Students get ready to start the 2012 Dragon Day parade.
Students get ready to start the 2012 Dragon Day parade.
The 2012 dragon parades past Goldwin Smith Hall.
The 2012 dragon parades past Goldwin Smith Hall.
Students get ready to start the 2012 Dragon Day parade. The 2012 dragon parades past Goldwin Smith Hall.
News
March 19, 2012

A 100-foot-long, undulating dragon made its way across campus March 16 in celebration of Dragon Day, Cornell's annual rite of spring and rite of passage for first-year architecture students.

The theme for this year's creation was easy — the ritual coincides with the Year of the Black Water Dragon on the Chinese calendar, said Cameron Neuhoff (B.Arch. '16) Dragon Day team co-design chief with Peter Feng (B.Arch. '16).

"It's a marriage between a Western dragon and a Chinese dragon, with the long, serpentine aspect for most of it and the frontward bulkiness of the Western dragon," Neuhoff said in between welding parts of the dragon's frame behind Rand Hall this week.

The class of 58 students worked into the night all week to prepare the dragon for the celebration.

"They don't have to participate, but by tradition, it's a rite of passage," said Brian Beeners, Dragon Day adviser.

Class members learned shop skills in the process, from welding to running a drill press and other equipment in the Rand Hall shop. They also scrounged some materials, including "dumpster-diving and collecting cardboard for scales," Beeners said.

Students in other AAP departments and those at other Cornell colleges also join in, with the engineering students' phoenix the most established tradition.

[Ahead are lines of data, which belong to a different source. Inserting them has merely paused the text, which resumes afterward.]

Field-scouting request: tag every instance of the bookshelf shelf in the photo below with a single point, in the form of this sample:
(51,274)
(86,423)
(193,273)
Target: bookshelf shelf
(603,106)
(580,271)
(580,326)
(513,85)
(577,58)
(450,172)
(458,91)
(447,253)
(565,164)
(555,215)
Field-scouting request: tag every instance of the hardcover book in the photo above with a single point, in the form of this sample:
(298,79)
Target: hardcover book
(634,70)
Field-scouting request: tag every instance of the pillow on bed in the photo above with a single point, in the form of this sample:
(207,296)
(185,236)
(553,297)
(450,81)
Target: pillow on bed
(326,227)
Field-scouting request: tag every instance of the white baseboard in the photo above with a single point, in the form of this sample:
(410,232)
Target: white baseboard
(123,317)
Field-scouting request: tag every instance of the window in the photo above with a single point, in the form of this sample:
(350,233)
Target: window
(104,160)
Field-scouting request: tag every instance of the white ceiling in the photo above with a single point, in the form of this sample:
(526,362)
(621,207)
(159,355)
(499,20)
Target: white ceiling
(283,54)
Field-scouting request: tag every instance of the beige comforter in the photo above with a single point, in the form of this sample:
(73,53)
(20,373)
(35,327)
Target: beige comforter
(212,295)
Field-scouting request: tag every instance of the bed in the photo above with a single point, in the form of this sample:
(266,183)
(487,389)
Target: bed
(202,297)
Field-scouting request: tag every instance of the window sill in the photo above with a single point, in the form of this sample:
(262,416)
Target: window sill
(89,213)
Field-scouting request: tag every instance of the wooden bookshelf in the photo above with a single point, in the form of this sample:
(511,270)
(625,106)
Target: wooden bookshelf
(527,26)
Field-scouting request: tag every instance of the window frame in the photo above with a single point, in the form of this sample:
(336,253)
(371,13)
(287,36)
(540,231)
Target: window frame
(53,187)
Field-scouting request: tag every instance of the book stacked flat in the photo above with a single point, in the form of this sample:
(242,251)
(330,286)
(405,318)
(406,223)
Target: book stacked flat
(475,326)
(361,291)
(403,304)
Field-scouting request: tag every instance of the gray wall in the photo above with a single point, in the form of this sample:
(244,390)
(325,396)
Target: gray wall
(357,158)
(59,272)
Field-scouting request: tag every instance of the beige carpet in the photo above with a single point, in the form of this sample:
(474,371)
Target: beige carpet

The group effort is supported by sales of t-shirts, which also reflect a 2012 theme — an Aztec-inspired dragon motif to reflect the end of the world according to the Mayan calendar. The Dragon Day celebration is preceded by a marketing push on campus each year, and this year the class sold more than 200 of the $10 shirts during last weekend's Milstein Hall celebration alone.

The annual parade began from Rand Hall. The dragon and its student handlers traveled east on University Avenue, south on East Avenue, west on Campus Road, and turned north onto campus at the end of College Avenue to proceed to Ho Plaza and the Arts Quad, for a ceremony near Sibley Hall.